Synchronizing a table based on a flat files is one of the more common tasks when dealing with databases. It should be a straight forward task to delete removed records, update changed records and insert new records but I often encounter horrible ways of achieving this goal.
I recently came across an implementation using a DTS package with a data-driven task in SQL Server 2000. For each line in the file it would launch several queries to detect if it was a new, updated or unchanged record (all glued together with VBScript) and then launch the appropriate query to update the database.
Searching a bit on the internet I came across this simple solution. The best way of doing this fast and reliably is by using the JOIN and LEFT JOIN clauses in your UPDATE, INSERT and DELETE commands to determine the status of the record. I would like to show my implementation of slightly more complicated requirements.
First start by bulk inserting your data file into a staging table that has no constraints or indexes. This is the fastest way to get your data into the database. For the synchronisation queries (see below), you might want to consider using transactions if there is a risk of data corruption. You could also gain some speed by disabling the indexes while running the insert query.

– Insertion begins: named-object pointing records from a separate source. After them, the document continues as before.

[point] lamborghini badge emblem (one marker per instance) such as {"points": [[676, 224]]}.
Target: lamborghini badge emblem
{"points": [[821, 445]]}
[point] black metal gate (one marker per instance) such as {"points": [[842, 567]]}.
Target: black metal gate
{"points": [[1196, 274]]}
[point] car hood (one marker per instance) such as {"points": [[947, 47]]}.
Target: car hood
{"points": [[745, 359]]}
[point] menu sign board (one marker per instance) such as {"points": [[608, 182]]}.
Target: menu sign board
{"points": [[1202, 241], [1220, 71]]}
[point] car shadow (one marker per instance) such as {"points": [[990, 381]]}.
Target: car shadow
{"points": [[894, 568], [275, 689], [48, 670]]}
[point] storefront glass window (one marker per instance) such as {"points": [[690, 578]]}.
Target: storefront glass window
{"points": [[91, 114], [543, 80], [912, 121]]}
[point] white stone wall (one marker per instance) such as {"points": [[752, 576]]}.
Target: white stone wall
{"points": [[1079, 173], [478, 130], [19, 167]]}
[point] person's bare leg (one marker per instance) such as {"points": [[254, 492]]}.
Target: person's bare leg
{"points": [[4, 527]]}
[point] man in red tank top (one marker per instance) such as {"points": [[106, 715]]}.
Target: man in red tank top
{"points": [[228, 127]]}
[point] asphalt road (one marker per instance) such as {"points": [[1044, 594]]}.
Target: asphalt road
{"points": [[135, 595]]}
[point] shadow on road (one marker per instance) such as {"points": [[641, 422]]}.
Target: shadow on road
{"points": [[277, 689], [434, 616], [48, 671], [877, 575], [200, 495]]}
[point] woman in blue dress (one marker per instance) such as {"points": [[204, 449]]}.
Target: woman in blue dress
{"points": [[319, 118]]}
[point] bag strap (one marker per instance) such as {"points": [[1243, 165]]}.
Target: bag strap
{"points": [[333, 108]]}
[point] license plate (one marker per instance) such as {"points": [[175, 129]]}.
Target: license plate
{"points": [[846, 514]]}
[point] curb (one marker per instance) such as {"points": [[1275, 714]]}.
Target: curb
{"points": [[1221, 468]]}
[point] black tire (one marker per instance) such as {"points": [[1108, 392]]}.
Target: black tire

In the following examples I will try to synchronize the accounts table using the tmp_accounts table as the staging table.
Deleting removed rows
DELETE accounts FROM accounts acc LEFT JOIN tmp_accounts tmp ON acc.category = tmp.category AND acc.code = tmp.code WHERE acc.code IS NULL OR acc.category IS NULL
Fields code and category together uniquely define an account.
Using the LEFT JOIN with the FROM clause will ensure that all records from the accounts table are selected, even if they don't exist in tmp_accounts. The records that don't exist in tmp_accounts will have a NULL value for every field. So all records that exist in the accounts table but have NULL values in their tmp_accounts fields, need to be deleted.
Updating changed rows
UPDATE accounts SET description = tmp.description, type = tmp.type, section = tmp.section, audit_date = tmp.audit_date, audit_user = tmp.audit_user FROM accounts acc JOIN tmp_accounts tmp ON acc.category = tmp.category AND acc.code = tmp.code WHERE acc.description <> tmp.description OR acc.type <> tmp.type OR acc.section <> tmp.section
By using the JOIN clause, we are sure to work only on records that exist in both the accounts table and the tmp_accounts table. Accounts need to be update in case their description, type or section has changed.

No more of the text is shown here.